Summary: Barberani Winery is a family run business that was started in 1961. Their 50th anniversary was celebrated in 2011. At Barberani one gets a true sense of family, as many of the family were present to help during Bernardo Barberani’s tour of the winery and wine tasting.
As we departed the bus, Luigi and Bernardo Barberani warmly welcomed us to the winery his grandfather started in 1961. We experienced a beautiful view of an area that has been a wine region since the time of the Etruscans. The Etruscans were known to make good wines. Their wines were sweet because the sugar levels helped preserve the wine. Even in the present, the area is one of the best areas in the world to produce late harvest sweet wines. Bernardo spoke of the naturalness of the land and wines, “One sip, and your body will like it.”
Vineyards and Olive Groves
Although resting now, vineyards grace the gently rolling landscape down to Lake Corbara that feeds to the Tiber River and eventually to Rome. For thousands of years, wine was transported to Rome and then further to Mesopotamia from this area of Umbria. The property, composed of 75 hectares has 50 acres of vineyards and olive groves. Although not officially certified, the family practices biodynamic principles in the vineyar. For example, fava beans are planted between rows of vines as a companion crop. All grapes are hand harvested. The very best grapes are hand harvested first to make the very best wines. Then the best grapes are harvested for the best wines.
There are five hectares of olive trees with about equal amounts of Leccino, Frantoio, and Moraiolo. Olives are carefully harvested and sent to a mill for pressing.
Artificial light is used in the winery and only their own water is used in the winery. Wine is produced with mostly new equipment. The winery produces an average of 350,000 bottles of wine.

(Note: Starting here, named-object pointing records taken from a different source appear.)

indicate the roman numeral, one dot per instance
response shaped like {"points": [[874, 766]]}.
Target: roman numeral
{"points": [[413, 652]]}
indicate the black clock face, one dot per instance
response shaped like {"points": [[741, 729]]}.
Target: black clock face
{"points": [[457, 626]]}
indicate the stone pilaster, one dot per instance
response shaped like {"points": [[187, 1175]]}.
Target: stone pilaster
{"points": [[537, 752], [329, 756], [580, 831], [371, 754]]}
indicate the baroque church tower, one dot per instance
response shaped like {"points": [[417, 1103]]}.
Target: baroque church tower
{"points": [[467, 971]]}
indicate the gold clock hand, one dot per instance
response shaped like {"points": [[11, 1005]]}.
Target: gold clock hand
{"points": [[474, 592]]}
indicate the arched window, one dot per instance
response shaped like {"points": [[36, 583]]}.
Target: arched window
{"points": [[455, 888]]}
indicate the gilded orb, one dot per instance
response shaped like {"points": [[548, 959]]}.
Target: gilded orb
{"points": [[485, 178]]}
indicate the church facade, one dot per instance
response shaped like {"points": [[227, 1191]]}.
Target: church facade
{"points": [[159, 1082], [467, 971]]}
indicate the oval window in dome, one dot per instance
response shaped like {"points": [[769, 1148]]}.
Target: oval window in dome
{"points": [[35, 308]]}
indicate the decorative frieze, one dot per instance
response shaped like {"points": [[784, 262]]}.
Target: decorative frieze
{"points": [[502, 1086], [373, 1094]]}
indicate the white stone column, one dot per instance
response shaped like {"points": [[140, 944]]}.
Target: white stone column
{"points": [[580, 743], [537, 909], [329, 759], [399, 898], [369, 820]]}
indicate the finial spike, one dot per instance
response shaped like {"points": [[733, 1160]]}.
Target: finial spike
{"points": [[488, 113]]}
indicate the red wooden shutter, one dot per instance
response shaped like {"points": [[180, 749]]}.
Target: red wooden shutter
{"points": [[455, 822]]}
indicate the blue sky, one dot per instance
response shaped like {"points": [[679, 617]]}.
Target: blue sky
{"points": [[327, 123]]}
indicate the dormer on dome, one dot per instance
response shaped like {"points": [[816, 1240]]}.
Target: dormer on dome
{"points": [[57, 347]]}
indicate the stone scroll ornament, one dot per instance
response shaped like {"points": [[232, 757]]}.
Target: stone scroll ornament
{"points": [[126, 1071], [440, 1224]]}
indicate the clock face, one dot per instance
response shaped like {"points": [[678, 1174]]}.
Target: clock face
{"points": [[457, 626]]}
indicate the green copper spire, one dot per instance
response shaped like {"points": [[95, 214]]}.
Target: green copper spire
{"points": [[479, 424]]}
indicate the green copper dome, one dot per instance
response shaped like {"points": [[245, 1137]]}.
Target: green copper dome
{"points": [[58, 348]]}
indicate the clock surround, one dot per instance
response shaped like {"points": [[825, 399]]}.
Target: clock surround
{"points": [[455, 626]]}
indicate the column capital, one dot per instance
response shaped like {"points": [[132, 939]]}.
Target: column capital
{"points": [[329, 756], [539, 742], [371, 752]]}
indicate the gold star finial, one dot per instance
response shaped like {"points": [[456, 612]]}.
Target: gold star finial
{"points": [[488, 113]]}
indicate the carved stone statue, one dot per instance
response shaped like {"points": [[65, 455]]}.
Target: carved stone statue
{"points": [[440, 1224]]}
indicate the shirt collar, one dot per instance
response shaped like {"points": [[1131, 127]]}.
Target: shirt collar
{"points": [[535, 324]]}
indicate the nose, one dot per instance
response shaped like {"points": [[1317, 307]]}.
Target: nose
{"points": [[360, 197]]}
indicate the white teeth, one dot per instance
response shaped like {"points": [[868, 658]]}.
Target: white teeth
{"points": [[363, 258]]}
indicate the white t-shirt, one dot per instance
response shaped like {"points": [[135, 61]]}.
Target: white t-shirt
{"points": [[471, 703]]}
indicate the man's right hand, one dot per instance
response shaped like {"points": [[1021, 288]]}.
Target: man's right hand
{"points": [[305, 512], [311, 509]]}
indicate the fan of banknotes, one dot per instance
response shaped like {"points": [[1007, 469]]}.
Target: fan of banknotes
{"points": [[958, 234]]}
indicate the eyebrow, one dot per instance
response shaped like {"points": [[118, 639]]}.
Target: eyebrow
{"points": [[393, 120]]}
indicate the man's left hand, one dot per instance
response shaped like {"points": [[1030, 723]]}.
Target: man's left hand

The tasting room is modernistic with large plate glass windows providing views of the delightful rolling hills of Italy’s countryside. Tall three-dimensional wood sculptures in the shapes of grapevines decorate the area. Tables and chairs encourage visitors to stay awhile.
There are many different grape varieties grown in the Orvieto region. Traditional white varietal grapes include Grechetto, Trebbiano, Malvasia, Drupeggio and Verdello. The first wine tasted was a 2010 Castagnolo Orvieto Advanced Classic Dry DOC. It was produced from the five traditional Orvieto Classic grapes and a small amount of Chardonnay. The straw colored wine had floral and yellow stone fruit notes on the aroma and taste. The finish was crisp and fruity. The 2009 Foresco, Lake of Corbara Red DOC, was a blend of Sangiovese, Cabernet Sauvignon and Merlot. The blend was predominated by Sangiovese and had a ruby color with a cherry aroma and taste. Tannins on the finish ended with fruit. The 2006 Polvento Lago di Cabara DOC was a dark purple to black color with a ruby colored rim. Cherries predominated the aroma and taste while bold tannins finished with fruit.
This land for millennia produced sweet wines. The Calcaia Orvieto Advanced Classic Sweet DOC “Noble Mildew” was a blend of the five traditional Orvieto Classic grapes along with a touch of Sauvignon Blanc. The wine was a dark golden color with a floral aroma. The taste offered honeysuckle and apricot notes. The sweet finish was crisp with a lingering floral aftertaste. Bernardo said, “This is a wine you can use to seduce women and girlfriends.” We noticed that no one was dumping.
During our wine tasting, family members including Bernardo’s girlfriend, poured the wines and offered food. When Bernardo spoke about the wines, one would notice the pride the family had as they watched him adoringly.
Wine travelers often hear about family operated wineries. Barberani Winery is a showcase of a loving family that help each other create wonderful wines and a memorable experience.